Article 45 §2 of the Belgian VAT Code violates the Sixth VAT Directive
One of the changes in the field of VAT the Program Bill of 27 December 2005 brought along is the rewriting of article 45 § 2 of the Belgian VAT Code, which deals with the deduction limitations in connection to cars. One of the changes carried out in this article relates to the fact that full deductibility of VAT relating to the letting or selling of cars will be restricted.
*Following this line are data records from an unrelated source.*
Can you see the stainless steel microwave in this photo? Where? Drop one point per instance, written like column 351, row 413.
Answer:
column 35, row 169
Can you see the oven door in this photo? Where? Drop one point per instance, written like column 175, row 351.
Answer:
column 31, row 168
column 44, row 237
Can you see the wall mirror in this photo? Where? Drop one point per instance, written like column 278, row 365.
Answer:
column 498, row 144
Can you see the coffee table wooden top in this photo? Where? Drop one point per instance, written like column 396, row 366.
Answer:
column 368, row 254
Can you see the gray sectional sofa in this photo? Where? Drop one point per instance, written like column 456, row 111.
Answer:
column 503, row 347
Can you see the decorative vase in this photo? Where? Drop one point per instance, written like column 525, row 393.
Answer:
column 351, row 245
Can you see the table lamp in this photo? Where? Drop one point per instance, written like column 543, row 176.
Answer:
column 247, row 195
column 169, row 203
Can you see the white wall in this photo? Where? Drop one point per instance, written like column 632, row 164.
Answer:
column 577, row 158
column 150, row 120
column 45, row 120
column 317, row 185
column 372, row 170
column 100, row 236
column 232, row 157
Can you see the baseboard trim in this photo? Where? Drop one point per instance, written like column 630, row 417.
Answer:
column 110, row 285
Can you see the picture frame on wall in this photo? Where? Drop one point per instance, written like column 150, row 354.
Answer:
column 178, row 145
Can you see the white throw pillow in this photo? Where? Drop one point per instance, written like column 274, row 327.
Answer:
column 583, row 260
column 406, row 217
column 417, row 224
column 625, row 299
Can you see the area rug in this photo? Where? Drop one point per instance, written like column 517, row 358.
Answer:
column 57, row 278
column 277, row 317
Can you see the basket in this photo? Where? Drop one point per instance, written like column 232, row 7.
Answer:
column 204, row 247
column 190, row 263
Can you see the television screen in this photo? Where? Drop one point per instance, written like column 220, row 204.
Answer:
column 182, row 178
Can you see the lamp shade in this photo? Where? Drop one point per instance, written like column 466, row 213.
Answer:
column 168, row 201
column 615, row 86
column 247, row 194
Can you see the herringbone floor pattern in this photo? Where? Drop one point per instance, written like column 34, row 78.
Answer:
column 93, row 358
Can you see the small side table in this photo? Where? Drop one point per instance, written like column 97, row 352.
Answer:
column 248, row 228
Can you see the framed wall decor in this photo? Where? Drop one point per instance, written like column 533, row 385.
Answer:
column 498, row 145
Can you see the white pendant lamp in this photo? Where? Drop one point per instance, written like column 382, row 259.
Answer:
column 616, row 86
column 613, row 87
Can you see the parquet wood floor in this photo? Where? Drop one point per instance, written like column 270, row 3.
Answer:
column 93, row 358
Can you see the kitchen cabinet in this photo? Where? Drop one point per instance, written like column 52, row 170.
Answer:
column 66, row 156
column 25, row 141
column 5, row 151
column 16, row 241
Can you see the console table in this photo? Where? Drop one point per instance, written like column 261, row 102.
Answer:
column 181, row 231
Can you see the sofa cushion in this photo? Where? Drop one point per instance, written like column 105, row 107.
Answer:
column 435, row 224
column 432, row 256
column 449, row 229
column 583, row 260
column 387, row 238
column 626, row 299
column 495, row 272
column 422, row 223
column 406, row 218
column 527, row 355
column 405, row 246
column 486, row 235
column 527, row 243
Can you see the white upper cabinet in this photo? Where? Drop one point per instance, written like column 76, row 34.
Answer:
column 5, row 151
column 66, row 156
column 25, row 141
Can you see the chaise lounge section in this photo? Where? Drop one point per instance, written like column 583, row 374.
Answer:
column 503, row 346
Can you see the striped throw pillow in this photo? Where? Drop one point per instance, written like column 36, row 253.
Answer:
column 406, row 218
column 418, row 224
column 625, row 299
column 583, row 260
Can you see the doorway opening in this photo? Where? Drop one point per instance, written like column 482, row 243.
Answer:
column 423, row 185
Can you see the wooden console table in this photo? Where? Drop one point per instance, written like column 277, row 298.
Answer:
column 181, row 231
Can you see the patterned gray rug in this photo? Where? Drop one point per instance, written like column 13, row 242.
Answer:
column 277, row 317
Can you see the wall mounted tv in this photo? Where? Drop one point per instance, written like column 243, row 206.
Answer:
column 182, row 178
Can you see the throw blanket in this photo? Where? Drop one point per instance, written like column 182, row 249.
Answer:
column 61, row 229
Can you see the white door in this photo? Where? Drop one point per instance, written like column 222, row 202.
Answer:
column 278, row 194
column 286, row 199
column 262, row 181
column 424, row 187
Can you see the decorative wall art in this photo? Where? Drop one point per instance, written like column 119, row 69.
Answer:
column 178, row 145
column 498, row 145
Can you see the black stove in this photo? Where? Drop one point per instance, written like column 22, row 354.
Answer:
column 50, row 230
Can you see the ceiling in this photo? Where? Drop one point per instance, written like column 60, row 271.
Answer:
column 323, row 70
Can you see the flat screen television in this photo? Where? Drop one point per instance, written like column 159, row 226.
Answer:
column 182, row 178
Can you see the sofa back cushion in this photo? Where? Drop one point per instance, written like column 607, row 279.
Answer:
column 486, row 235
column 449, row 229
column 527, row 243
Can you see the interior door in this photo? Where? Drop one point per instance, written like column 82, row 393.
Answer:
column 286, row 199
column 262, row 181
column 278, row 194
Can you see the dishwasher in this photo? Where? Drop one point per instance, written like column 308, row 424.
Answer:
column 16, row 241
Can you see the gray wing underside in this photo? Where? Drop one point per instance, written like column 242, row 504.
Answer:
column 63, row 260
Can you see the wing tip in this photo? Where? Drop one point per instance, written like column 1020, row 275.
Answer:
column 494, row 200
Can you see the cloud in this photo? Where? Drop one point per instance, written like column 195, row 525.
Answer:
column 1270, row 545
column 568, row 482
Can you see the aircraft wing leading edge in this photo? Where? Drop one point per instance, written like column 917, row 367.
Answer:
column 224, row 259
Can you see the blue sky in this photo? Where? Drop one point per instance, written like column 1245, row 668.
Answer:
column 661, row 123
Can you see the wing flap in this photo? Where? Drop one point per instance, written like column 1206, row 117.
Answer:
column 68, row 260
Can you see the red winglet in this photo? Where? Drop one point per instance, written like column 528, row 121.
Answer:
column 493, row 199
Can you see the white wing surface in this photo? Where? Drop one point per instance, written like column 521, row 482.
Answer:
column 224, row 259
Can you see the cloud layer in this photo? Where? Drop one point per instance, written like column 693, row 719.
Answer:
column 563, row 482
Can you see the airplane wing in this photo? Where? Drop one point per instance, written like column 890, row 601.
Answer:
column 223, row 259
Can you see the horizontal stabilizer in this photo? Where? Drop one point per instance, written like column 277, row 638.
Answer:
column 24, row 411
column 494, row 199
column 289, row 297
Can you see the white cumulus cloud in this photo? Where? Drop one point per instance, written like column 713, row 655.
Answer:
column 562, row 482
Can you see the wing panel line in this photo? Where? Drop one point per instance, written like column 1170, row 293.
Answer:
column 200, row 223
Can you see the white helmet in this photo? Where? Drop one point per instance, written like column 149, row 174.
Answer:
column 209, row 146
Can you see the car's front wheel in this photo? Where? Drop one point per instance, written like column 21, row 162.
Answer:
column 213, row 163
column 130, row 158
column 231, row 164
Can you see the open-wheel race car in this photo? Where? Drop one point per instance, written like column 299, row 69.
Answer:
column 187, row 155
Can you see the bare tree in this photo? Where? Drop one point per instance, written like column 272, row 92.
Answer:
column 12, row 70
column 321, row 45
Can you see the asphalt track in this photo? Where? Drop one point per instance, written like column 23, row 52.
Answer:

From now on the full deductibility of input VAT is only possible for ‘the letting of vehicles by a taxpayer who has an economic activity in letting vehicles to whosoever’ or for ‘the selling of vehicles by a taxpayer who has an economic activity in selling vehicles to whosoever’. As a consequence it will for instance no longer be possible for a car dealer to fully deduct the input VAT on the letting of cars because of the sole fact that a car dealer mainly sells cars and does not let cars to wohsoever. Only clients can benefit from the latter service.
One can question the conformity of the abovementiond provisions with the standstill clause as incorporated in the Sixth VAT Directive (art. 17.6). In principle the Member States can only preserve the exclusions from from the right to fully deduct input VAT that existed allready on the moment the Sixth VAT Directive came into effect. Thus it is not allowed for Member State to introduce new exclusions nor to enlarge the the scope of existing exclusions from the right to fully deduct input VAT.
In this case, the new provisions of article 45 § 2 can only be interpreted as the enlargment of the scope of an existing exclusions. As a result thereof we have to conclude that the Sixth VAT Directive violated.